PBS elects coverage
PBS may have lost its partner for the political conventions, but the network believes it has gained enough to provide broadcast TV's most extensive coverage of the Republican and Democratic conventions.
Even with recent decisions to increase coverage (the commercial broadcast networks will provide an hour or two of live convention coverage nightly), PBS plans to fill its prime time hours from the Los Angeles and Philadelphia venues.
NBC and PBS worked together in 1992 and 1996, but NBC now has two cable networks to fill with public affairs programming, and the bulk of its coverage will be on MSNBC.
But since the last convention, PBS' Newshour With Jim Lehrer, which will functions as the network's news organ for the conventions, has added two senior correspondents, Gwen Ifill and Ray Suarez, to join Margaret Warner and Elizabeth Farnsworth. The network will have a second studio in addition to its anchor booth, access to the many C-SPAN pool cameras covering the convention hall, and a slate of well-known historians (Michael Beschloss, Doris Kearns Goodwin and Haynes Johnson) and pundits (Mark Shields and Paul Gigot) for analysis and perspective.
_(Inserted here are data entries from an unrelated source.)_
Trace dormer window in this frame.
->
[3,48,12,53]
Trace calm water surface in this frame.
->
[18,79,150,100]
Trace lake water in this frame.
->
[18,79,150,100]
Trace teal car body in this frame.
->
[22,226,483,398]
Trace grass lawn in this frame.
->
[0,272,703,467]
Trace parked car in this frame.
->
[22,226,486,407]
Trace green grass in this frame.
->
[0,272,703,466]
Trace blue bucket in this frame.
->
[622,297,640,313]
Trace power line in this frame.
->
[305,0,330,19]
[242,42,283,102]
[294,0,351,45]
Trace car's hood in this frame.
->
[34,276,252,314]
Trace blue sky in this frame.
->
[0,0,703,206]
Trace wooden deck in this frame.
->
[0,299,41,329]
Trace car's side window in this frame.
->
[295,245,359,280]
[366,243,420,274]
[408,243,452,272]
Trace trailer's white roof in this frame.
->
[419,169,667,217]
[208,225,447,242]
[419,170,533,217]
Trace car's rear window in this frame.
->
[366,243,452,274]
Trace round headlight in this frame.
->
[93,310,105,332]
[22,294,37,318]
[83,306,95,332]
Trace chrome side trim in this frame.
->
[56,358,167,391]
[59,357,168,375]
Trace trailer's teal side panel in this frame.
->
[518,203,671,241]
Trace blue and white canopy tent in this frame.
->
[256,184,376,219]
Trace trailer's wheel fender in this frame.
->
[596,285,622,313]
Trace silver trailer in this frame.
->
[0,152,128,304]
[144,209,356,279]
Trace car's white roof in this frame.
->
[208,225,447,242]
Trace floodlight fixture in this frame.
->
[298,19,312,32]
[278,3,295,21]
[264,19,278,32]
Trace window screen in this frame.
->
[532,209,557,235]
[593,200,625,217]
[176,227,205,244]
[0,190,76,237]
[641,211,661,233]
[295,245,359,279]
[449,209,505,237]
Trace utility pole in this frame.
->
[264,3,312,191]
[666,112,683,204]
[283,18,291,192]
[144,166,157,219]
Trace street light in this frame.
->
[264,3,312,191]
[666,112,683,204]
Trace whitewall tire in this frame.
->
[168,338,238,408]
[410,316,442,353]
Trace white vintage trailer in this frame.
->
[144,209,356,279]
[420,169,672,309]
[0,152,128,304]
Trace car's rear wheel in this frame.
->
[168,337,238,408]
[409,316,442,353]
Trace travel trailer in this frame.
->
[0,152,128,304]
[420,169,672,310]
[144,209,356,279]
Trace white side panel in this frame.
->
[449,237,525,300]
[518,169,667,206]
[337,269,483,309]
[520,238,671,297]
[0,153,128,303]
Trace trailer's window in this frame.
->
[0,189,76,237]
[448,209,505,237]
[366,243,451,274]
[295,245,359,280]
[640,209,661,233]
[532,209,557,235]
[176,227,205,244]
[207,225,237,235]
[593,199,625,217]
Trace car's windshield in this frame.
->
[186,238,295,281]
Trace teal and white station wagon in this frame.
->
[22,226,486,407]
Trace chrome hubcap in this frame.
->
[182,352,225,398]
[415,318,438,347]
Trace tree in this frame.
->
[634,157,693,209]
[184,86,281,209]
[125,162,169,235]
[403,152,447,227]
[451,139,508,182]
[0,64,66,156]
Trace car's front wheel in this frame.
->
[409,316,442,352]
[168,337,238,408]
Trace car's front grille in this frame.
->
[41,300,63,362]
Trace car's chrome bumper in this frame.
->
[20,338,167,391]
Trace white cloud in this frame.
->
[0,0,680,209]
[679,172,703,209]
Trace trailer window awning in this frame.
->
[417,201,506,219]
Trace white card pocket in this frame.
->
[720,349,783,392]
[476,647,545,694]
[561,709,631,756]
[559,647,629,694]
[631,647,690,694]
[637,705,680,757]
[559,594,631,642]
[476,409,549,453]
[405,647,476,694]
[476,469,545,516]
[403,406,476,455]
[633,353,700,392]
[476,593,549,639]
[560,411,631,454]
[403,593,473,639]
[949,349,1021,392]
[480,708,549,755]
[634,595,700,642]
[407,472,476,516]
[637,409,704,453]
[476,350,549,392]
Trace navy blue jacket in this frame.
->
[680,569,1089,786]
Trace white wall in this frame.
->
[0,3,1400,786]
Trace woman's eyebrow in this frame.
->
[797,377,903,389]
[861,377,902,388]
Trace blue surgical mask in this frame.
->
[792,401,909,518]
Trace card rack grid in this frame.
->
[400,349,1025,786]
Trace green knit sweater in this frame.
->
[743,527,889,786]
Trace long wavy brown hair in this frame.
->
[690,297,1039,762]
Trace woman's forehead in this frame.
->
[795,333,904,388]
"Even though the selection for presidential candidates has been decided," said Newshour Executive Producer Les Crystal, "and that takes away some of the mystery and some of the spontaneity, the conventions will be very important to the campaign. A large part of the country-the part that votes-will be interested."
PBS' ratings for convention coverage in 1996 were in the low-to-mid-2 range, less than one of the major networks but more than cable networks providing convention coverage. It expects to match or surpass that performance.